The Liberal Democrats were all but wiped out in the last election but they have always been consistently pro-Europe so it is possible that they could attract support from pro-European supporters of the other main parties.

UKIP and now a bit of an unknown quantity. Nigel Farage almost immediately backtracked on his promise of more NHS spending which is unlikely to go down well with voters and now that they have achieved their primary aim it is hard to guess where they will go from here.

Longer Term : future relationship with Europe and UK politics

The Leave camp now have a bit of a problem in that most of the short term consequences will be negative and it will take at least 2 years before any of the things they promised can possibly happen and if the economy takes a serious turn for the worst there could well be a backlash against them.

Much depends on what sort of exit deal is negotiated and how long it takes. This is complicated by the fact that initial noises from EU leaders have not been very positive and so far the EU has taken a big economic hit at a time when it was already struggling so they may not be inclined to do the UK any favours and won't want to encourage any other members to leave by making exit too easy or attractive. On balance the EU will probably resist the temptation to 'punish' the UK economically for leaving but at the same time won't be inclined to be generous.

It is in everybody's interests to maintain some sort of free trade agreement between Britain and the EU but the sticking point will be free movement of people as the EU sees this as being inseparable from free trade but reducing immigration was a key pillar of the leave campaign. It is reasonably likely that the final balance between migration and trade will be some face-saving re-branding of the status quo. Probably based on the concept that the UK could change border controls unilaterally if it wanted to but with the tacit understanding that it won't.
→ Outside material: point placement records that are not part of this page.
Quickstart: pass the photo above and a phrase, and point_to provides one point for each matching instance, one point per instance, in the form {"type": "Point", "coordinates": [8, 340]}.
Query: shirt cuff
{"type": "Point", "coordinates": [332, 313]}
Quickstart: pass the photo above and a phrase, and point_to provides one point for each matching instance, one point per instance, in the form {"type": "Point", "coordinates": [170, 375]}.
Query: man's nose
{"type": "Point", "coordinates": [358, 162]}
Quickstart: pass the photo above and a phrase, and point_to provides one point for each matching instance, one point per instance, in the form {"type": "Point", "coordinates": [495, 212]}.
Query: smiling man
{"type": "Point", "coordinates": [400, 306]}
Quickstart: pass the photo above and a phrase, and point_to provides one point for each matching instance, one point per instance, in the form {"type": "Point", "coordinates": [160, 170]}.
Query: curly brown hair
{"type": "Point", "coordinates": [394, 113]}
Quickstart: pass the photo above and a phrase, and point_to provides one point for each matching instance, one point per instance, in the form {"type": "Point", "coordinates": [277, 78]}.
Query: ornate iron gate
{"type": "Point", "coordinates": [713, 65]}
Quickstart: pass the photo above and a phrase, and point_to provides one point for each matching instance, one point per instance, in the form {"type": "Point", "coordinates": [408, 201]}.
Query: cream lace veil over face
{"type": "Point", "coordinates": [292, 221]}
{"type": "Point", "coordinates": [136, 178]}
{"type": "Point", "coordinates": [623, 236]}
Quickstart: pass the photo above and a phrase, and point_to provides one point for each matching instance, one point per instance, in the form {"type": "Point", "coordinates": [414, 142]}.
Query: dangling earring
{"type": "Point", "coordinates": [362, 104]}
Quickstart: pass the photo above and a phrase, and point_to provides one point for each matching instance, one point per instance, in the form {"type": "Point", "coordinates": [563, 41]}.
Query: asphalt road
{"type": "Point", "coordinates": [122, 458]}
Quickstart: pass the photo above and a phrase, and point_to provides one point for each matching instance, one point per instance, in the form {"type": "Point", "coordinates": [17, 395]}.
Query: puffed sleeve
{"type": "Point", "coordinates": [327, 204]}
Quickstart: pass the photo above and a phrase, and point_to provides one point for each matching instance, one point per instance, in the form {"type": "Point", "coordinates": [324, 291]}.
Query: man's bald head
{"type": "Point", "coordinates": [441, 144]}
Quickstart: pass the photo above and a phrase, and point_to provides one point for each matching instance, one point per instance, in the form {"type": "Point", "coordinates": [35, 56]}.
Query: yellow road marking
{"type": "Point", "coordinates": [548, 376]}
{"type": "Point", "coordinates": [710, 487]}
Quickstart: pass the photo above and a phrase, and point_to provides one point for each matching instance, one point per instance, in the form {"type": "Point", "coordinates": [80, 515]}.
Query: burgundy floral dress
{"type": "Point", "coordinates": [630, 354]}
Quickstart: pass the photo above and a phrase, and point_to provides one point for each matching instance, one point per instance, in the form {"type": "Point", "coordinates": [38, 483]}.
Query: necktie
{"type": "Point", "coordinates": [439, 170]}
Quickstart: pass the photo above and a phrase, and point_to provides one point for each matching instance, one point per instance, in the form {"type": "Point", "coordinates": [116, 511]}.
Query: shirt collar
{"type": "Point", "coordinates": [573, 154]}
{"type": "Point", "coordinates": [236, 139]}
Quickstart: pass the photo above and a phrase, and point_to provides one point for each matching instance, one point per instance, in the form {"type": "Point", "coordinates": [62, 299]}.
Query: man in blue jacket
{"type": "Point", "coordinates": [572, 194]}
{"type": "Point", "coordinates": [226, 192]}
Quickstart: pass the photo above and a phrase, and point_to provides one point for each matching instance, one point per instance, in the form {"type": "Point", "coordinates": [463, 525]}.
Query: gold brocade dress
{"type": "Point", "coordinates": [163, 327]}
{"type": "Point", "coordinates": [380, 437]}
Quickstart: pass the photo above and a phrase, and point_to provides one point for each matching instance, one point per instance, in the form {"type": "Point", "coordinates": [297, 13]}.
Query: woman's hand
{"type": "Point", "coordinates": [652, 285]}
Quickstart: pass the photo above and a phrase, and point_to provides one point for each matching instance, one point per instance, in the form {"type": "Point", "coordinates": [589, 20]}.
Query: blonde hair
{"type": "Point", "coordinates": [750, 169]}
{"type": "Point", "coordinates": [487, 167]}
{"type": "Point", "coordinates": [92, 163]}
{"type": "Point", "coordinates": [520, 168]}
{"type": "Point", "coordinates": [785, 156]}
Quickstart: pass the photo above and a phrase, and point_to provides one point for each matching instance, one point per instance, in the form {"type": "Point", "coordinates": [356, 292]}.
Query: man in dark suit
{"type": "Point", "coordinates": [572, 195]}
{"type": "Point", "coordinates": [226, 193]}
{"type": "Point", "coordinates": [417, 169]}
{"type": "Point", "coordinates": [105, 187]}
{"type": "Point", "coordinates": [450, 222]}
The direct legislative influence of the EU will almost certainly be dropped although it is likely that at majority of existing EU originating laws will stay on the statute books en-masse with specific laws being repealed as and when they arise. Simple practicality dictates that a lot of nuts and bolts regulations relating to trade such as product standards will have to remain and will likely be shadowed in future by the UK. This is for the simple reason that any goods sold in the EU whether produced in the UK, China or wherever need to be CE marked and there is no reason for the UK to adopt a parallel, alternative standard.

There is also the very real possibility of a fairly serious shakeup of the political landscape in the UK. Scotland is talking very seriously about a second independence referendum which would now be almost certain to succeed (although not certain to happen) and leaving the EU is also going to cause a lot of tension in Northern Ireland as it gets a lot of EU funding and the argument for uniting with the Republic of Ireland now has EU membership attached to it.

It's also not beyond the realms of possibility that there will be a shakeup of the main political parties, if the Conservative leadership moves to the right and Corbyn hangs on as Labour leader it is not impossible that there could be a mass exodus to a more centrist position from both parties, perhaps through a reinvention of the Liberal party, either via the Liberal Democrats in their current form or an entirely new entity. Especially bearing mind the electoral success of several new parties in Europe.